To be fair to the media, DeSantis and his allies manned the culture wars trenches so ferociously that it was all reporters could do to keep up with all the bombing. How do you dig into the state’s tax policy when your governor is flying planeloads of migrants to Martha’s Vineyard or declaring war on Disney for making a statement against the state’s so-called “Don’t Say Gay Law”?
But that is precisely the point of wedge issues, as they have been wielded for decades by vile politicians, to anger and distract voters from noticing the actions of government officials that mainly benefit the wealthy and against the be of general interest.

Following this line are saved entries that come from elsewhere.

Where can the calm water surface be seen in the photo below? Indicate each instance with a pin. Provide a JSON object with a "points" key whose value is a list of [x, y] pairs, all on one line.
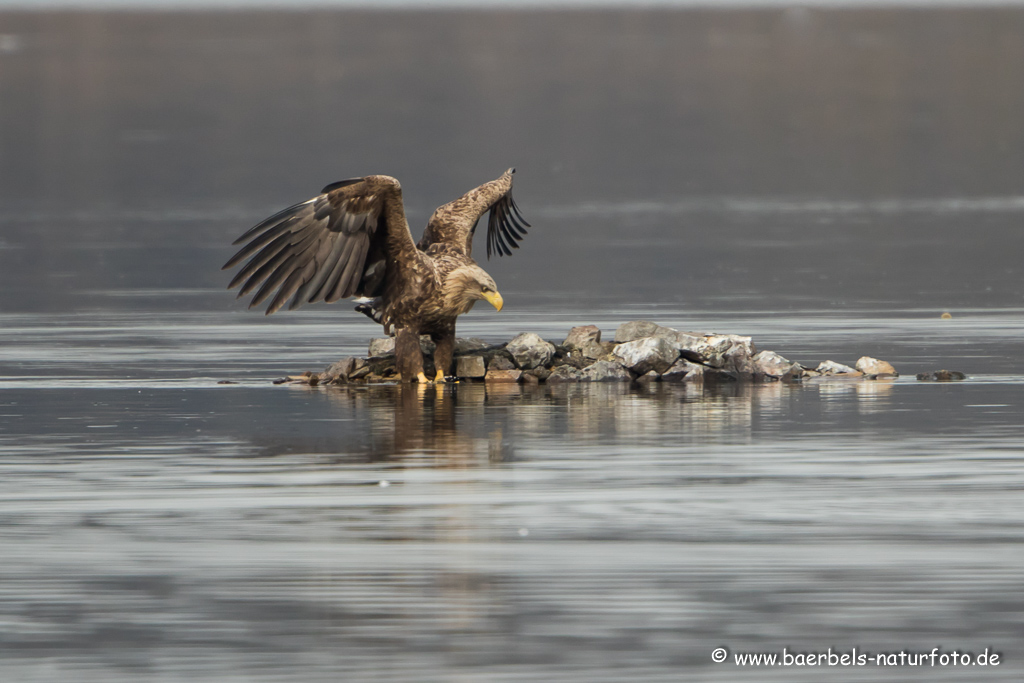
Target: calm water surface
{"points": [[827, 182]]}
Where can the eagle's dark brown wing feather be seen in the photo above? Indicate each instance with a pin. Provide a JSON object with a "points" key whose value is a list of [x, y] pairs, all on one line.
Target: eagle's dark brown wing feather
{"points": [[506, 226], [455, 223], [337, 245]]}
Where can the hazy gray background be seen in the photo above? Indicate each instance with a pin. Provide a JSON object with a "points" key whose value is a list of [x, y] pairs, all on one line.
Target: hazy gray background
{"points": [[818, 158]]}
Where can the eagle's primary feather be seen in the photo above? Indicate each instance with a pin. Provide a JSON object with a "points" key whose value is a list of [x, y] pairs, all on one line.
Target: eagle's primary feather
{"points": [[352, 240]]}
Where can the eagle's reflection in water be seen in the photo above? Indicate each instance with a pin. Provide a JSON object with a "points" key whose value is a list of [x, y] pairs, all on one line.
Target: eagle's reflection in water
{"points": [[475, 424]]}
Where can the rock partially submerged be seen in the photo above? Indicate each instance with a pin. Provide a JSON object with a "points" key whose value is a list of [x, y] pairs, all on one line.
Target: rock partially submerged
{"points": [[642, 352], [941, 376]]}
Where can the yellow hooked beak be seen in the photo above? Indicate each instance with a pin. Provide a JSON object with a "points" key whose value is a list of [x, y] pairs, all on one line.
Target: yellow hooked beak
{"points": [[494, 298]]}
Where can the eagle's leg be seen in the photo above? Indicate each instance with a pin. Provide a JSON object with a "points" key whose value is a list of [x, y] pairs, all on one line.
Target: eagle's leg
{"points": [[444, 342], [408, 355]]}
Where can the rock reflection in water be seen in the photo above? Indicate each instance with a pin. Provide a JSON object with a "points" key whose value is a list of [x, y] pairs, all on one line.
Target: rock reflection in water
{"points": [[473, 424]]}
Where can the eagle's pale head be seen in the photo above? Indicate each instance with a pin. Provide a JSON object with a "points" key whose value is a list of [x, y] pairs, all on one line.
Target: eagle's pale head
{"points": [[467, 285]]}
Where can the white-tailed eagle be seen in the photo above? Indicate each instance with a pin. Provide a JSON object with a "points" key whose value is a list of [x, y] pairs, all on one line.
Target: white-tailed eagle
{"points": [[352, 240]]}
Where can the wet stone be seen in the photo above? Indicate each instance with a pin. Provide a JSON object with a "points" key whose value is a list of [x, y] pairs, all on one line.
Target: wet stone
{"points": [[642, 355], [382, 346], [594, 350], [873, 368], [941, 376], [647, 378], [833, 368], [774, 366], [501, 363], [338, 372], [541, 374], [628, 332], [470, 367], [684, 371], [581, 336], [503, 376], [606, 371], [560, 374], [529, 350]]}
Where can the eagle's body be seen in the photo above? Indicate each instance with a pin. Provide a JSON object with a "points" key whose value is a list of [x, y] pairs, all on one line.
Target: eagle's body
{"points": [[353, 240]]}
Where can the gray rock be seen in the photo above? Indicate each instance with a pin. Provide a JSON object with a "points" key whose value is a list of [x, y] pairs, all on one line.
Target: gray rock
{"points": [[503, 376], [579, 337], [684, 371], [642, 355], [606, 371], [941, 376], [593, 350], [541, 373], [730, 351], [772, 365], [501, 363], [339, 371], [470, 367], [833, 368], [560, 374], [628, 332], [647, 378], [873, 368], [382, 346], [722, 375], [529, 350]]}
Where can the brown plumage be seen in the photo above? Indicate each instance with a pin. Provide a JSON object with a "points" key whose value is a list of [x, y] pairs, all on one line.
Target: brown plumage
{"points": [[353, 240]]}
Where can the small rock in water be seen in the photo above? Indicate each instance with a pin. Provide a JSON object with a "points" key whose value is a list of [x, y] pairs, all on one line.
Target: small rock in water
{"points": [[501, 363], [642, 355], [581, 336], [381, 346], [560, 374], [470, 367], [628, 332], [338, 372], [730, 351], [647, 378], [503, 376], [772, 365], [540, 373], [832, 368], [606, 371], [684, 371], [529, 350], [873, 368], [594, 350], [941, 376]]}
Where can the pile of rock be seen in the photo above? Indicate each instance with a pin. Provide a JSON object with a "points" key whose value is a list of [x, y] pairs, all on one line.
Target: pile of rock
{"points": [[641, 351]]}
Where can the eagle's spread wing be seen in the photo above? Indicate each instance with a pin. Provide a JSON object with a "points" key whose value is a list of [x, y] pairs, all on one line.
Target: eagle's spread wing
{"points": [[455, 223], [337, 245]]}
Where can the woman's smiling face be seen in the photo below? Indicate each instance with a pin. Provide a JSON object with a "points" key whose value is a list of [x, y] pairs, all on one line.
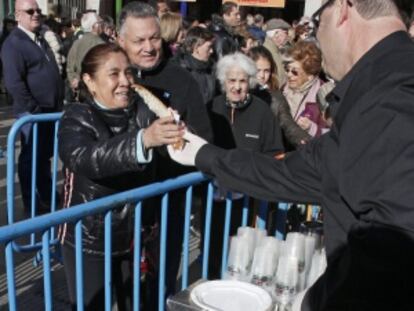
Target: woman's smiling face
{"points": [[236, 85], [110, 85]]}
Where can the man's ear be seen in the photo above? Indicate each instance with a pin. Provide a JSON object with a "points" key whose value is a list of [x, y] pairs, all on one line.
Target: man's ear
{"points": [[343, 12], [121, 41]]}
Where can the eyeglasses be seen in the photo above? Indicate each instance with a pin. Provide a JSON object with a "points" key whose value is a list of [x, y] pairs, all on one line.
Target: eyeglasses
{"points": [[32, 11], [316, 17]]}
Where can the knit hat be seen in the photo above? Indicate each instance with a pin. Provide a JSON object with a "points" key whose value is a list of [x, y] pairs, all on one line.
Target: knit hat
{"points": [[276, 23]]}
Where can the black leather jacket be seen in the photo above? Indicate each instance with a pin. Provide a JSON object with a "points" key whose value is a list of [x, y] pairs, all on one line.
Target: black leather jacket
{"points": [[98, 151]]}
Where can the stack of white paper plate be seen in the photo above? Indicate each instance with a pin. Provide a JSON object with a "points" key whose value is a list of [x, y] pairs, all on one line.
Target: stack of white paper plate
{"points": [[231, 296]]}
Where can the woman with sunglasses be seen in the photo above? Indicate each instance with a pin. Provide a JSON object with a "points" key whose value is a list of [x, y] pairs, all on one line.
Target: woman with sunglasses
{"points": [[302, 86]]}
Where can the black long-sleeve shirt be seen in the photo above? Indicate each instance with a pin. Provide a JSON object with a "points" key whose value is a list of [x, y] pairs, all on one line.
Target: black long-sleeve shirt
{"points": [[362, 172]]}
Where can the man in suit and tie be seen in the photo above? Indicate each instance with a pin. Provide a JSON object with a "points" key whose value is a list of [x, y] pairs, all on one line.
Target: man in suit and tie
{"points": [[32, 78]]}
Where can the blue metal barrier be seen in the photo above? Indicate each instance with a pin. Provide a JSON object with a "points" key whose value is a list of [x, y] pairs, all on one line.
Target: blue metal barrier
{"points": [[45, 225], [11, 153]]}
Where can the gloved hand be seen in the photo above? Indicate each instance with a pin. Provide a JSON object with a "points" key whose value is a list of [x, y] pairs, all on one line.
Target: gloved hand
{"points": [[187, 155]]}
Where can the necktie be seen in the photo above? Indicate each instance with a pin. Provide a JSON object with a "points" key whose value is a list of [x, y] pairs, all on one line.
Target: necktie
{"points": [[40, 41]]}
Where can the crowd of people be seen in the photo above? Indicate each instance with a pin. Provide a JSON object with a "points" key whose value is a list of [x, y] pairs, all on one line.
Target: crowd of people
{"points": [[243, 83]]}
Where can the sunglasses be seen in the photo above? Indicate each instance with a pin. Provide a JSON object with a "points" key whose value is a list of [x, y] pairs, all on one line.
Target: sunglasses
{"points": [[294, 71], [316, 17], [32, 11]]}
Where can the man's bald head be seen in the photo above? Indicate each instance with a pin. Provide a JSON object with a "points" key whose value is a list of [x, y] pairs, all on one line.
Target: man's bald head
{"points": [[28, 14]]}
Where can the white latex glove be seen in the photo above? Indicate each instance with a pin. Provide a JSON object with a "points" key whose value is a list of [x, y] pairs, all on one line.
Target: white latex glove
{"points": [[186, 156]]}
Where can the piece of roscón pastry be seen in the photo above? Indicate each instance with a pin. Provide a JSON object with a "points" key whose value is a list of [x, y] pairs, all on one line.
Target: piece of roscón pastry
{"points": [[157, 107]]}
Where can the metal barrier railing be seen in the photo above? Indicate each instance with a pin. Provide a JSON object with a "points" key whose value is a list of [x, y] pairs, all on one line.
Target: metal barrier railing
{"points": [[45, 224], [11, 154], [75, 214]]}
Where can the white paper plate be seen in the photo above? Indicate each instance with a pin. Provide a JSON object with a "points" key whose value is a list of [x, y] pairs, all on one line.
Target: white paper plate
{"points": [[230, 295]]}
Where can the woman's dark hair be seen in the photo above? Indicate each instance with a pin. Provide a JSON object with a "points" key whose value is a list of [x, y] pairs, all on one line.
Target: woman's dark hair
{"points": [[196, 36], [91, 63], [309, 55], [260, 51]]}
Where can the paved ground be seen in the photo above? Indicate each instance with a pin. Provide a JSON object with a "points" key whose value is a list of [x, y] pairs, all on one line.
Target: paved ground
{"points": [[29, 279]]}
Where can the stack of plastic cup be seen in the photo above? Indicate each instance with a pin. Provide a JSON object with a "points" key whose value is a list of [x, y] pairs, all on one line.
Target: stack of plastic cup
{"points": [[239, 261], [287, 278], [250, 237], [265, 263], [317, 267], [295, 248]]}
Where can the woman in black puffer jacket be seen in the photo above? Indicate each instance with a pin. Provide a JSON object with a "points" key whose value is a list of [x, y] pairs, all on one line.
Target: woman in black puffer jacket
{"points": [[106, 147]]}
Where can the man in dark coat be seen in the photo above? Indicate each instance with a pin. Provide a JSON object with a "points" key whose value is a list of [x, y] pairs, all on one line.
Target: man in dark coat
{"points": [[362, 171], [32, 78], [140, 36]]}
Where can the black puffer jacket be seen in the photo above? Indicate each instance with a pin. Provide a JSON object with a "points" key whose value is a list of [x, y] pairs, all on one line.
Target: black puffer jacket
{"points": [[249, 125], [201, 71], [99, 153], [227, 41]]}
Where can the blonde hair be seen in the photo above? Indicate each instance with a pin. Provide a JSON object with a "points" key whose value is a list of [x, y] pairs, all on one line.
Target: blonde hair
{"points": [[171, 24]]}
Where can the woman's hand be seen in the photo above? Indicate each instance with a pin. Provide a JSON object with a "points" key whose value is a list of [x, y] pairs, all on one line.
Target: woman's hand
{"points": [[163, 131], [305, 123]]}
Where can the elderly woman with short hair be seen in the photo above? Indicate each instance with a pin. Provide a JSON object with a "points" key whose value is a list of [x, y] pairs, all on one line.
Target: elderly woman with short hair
{"points": [[239, 119]]}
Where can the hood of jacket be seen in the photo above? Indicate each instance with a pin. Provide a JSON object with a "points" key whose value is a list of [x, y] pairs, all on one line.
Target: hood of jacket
{"points": [[188, 62], [218, 25]]}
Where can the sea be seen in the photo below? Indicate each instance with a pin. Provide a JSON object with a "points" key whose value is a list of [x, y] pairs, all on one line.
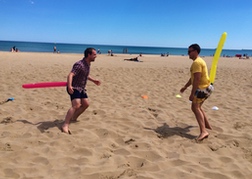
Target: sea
{"points": [[103, 49]]}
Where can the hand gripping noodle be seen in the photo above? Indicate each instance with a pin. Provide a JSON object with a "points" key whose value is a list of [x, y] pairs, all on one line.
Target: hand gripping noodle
{"points": [[44, 84], [216, 57]]}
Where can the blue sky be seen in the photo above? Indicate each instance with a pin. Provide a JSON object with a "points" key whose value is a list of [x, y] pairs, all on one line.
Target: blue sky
{"points": [[161, 23]]}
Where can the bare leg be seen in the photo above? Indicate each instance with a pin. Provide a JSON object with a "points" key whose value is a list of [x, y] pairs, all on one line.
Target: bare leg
{"points": [[79, 111], [200, 119], [76, 103], [208, 126]]}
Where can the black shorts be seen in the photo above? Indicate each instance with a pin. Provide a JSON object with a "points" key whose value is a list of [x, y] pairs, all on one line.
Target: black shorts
{"points": [[202, 94], [78, 95]]}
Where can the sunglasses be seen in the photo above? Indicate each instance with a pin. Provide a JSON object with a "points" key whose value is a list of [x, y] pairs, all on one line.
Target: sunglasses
{"points": [[189, 51]]}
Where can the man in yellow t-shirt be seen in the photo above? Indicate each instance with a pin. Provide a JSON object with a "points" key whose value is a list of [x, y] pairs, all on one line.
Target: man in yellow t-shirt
{"points": [[201, 89]]}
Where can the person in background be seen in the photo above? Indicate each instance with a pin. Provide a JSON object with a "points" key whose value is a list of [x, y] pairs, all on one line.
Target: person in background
{"points": [[201, 89], [76, 84]]}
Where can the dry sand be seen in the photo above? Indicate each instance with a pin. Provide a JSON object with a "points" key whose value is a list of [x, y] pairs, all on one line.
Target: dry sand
{"points": [[122, 135]]}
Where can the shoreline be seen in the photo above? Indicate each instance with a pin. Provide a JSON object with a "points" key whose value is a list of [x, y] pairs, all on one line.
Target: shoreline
{"points": [[122, 134]]}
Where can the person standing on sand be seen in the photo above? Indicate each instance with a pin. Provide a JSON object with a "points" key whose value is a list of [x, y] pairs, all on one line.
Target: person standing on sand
{"points": [[76, 83], [201, 89]]}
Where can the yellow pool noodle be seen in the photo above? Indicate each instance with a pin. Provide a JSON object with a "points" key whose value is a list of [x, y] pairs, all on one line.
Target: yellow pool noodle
{"points": [[216, 57]]}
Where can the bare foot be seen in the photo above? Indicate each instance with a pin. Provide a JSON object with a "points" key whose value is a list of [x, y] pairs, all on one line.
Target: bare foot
{"points": [[65, 129], [202, 136]]}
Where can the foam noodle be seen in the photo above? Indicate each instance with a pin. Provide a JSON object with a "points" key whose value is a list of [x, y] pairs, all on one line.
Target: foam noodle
{"points": [[216, 57], [44, 84]]}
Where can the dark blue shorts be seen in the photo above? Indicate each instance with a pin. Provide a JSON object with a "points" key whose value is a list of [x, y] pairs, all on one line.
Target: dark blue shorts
{"points": [[77, 95]]}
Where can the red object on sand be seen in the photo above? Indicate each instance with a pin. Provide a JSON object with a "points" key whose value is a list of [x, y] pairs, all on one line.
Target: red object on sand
{"points": [[45, 84]]}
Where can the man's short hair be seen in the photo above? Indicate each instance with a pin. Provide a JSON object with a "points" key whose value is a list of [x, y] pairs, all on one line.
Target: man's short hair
{"points": [[195, 47]]}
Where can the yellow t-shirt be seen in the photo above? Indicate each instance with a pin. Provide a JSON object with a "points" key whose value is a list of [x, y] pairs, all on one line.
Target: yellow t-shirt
{"points": [[199, 65]]}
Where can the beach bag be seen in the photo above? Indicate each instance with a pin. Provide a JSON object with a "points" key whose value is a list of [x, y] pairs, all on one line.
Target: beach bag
{"points": [[205, 93]]}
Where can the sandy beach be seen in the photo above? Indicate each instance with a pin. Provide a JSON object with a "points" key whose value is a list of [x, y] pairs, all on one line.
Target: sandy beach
{"points": [[123, 135]]}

As the 2024 election approaches, DeSantis may not be allowed to achieve nationally what he did in his state: disguise his servitude to the wealthy by scaring working people with stories of recruiting transgender people and “socialist” college professors. There are undeniable signs that Americans are focused on what an activist government can do for the public good, as evidenced by the vote of Floridians to raise the minimum wage.
DeSantis’ failure to better serve his state’s most vulnerable citizens is his weak underbelly in a national campaign.